Tym bardziej że był to prezent od mojego bliskiego przyjaciela który to cudo tłumaczył z francuskiego...mam nawet w środku uroczą dedykację:
"Jako współautor tłumaczenia mam najwyższą przyjemność podarować tę książkę Tobie,
droga K., moja przyjaciółko.
Trafia ona tym samym w najodpowiedniejsze ręce.
Pysznej zabawy i smacznego życzy R.!"
Rozbroił mnie tym wpisem:)
Tak więc siedząc w weekend i narzekając na upał postanowiłam jednak zrobić coś pozytywnego:)
Padło na truskawki....
Jedno ze zdjęć bardzo mi sie spodobało i tak oto odkryłam mój ulubiony jak dotąd deser z tych sezonowych owocków:)

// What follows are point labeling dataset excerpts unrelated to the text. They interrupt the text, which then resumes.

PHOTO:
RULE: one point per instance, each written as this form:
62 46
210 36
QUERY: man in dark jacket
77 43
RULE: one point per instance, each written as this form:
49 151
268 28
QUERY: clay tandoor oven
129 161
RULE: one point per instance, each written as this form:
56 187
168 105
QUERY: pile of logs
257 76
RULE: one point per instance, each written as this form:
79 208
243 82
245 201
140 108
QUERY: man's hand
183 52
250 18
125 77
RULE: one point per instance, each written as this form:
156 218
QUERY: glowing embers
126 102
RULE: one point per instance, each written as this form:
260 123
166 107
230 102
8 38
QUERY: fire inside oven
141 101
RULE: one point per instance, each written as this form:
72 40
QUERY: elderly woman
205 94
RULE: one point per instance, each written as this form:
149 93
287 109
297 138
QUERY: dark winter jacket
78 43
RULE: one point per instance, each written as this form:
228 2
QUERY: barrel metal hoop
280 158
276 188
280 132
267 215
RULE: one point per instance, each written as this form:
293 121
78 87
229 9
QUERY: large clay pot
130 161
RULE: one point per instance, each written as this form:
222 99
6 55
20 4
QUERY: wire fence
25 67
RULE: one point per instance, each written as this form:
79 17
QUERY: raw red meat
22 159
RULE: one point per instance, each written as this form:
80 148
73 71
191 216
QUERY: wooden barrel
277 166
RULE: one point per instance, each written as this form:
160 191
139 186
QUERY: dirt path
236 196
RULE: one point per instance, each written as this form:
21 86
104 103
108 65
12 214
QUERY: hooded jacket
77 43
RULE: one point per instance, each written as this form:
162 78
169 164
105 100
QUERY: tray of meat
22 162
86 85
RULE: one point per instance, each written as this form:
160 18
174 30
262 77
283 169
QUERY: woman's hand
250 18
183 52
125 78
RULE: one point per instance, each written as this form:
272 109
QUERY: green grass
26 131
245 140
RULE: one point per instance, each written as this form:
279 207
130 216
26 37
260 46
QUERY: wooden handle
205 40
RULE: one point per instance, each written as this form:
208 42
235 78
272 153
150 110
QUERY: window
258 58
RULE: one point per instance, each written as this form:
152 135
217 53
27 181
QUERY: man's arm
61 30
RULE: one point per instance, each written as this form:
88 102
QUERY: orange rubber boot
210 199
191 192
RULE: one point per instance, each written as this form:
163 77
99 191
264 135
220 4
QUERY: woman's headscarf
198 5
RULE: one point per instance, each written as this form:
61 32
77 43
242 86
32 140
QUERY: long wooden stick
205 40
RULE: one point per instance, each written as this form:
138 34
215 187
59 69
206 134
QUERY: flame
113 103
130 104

Truskawki zapiekane z zabajone:)
Składniki:
500g truskawek
50 g migdałów w płatkach(moja modyfikacja)
zabajone:
2 łyżki cukru
3 żółtka
Przygotowanie:
Truskawki umyć, obrać i pokroić na pół.
Ułożyć w płaskiej formie do zapiekania przecięciem do góry.

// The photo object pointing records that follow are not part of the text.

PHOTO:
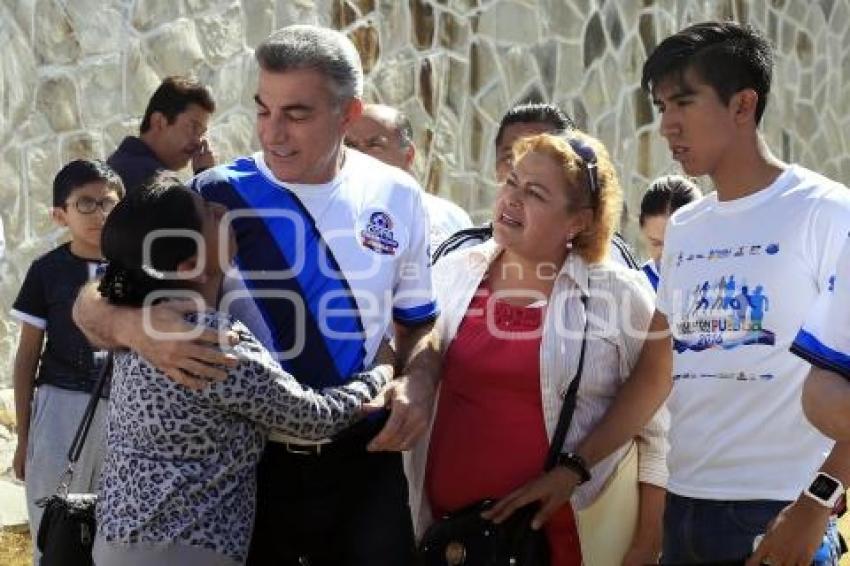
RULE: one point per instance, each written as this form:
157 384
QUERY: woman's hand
642 552
552 490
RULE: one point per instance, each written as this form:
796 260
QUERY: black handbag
465 538
66 532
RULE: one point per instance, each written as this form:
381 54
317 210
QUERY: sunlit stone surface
75 76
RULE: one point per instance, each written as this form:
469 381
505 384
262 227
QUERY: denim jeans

Posypać płatkami migdałów.
Żółtka utrzeć z cukrem aż powstanie jasny i gładki krem.
Ubijać masę w kąpieli wodnej aż zgęstnieje( u mnie trwało to ok.5 minut)...trochę przestudzić i zalać nią delikatnie truskawki.

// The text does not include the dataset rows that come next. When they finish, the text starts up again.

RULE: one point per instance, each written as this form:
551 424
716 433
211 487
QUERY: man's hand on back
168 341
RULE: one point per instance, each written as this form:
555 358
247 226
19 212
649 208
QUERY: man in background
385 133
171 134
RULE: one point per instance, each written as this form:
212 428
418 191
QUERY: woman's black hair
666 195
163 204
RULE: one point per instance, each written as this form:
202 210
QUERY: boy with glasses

Zapiekać(górny nawiew!) przez ok.2 minuty w piekarniku rozgrzanym do temperatury 250 stopni.
To prawdziwe niebo w gębie...soczyste truskawki, chrupiące migdały i słodki, jedwabisty krem zabajone...na wierzchu tworzy się słodka "skórka" którą przebija się łyżeczką, podobnie jak w creme brulee, mając z tego niewysłowioną frajdę.
Smacznego!!!
Przepis pochodzi z książki: "Desery Świata" Wydawnictwo Książkowe "Twój Styl"
Wygląda rewelacyjnie :)
OdpowiedzUsuńDziś kupione truskawki zniknęły w okamgnieniu więc ten przepis poczeka na kolejną dostawę :)
zapiekane zabajone, ciekawy pomysł. pozdrawiam :)
OdpowiedzUsuńdedykacja - pierwsza klasa - podobnie jak deser:)
OdpowiedzUsuńnie wąpie, że pyszne! i jakie proste w przygotowaniu :)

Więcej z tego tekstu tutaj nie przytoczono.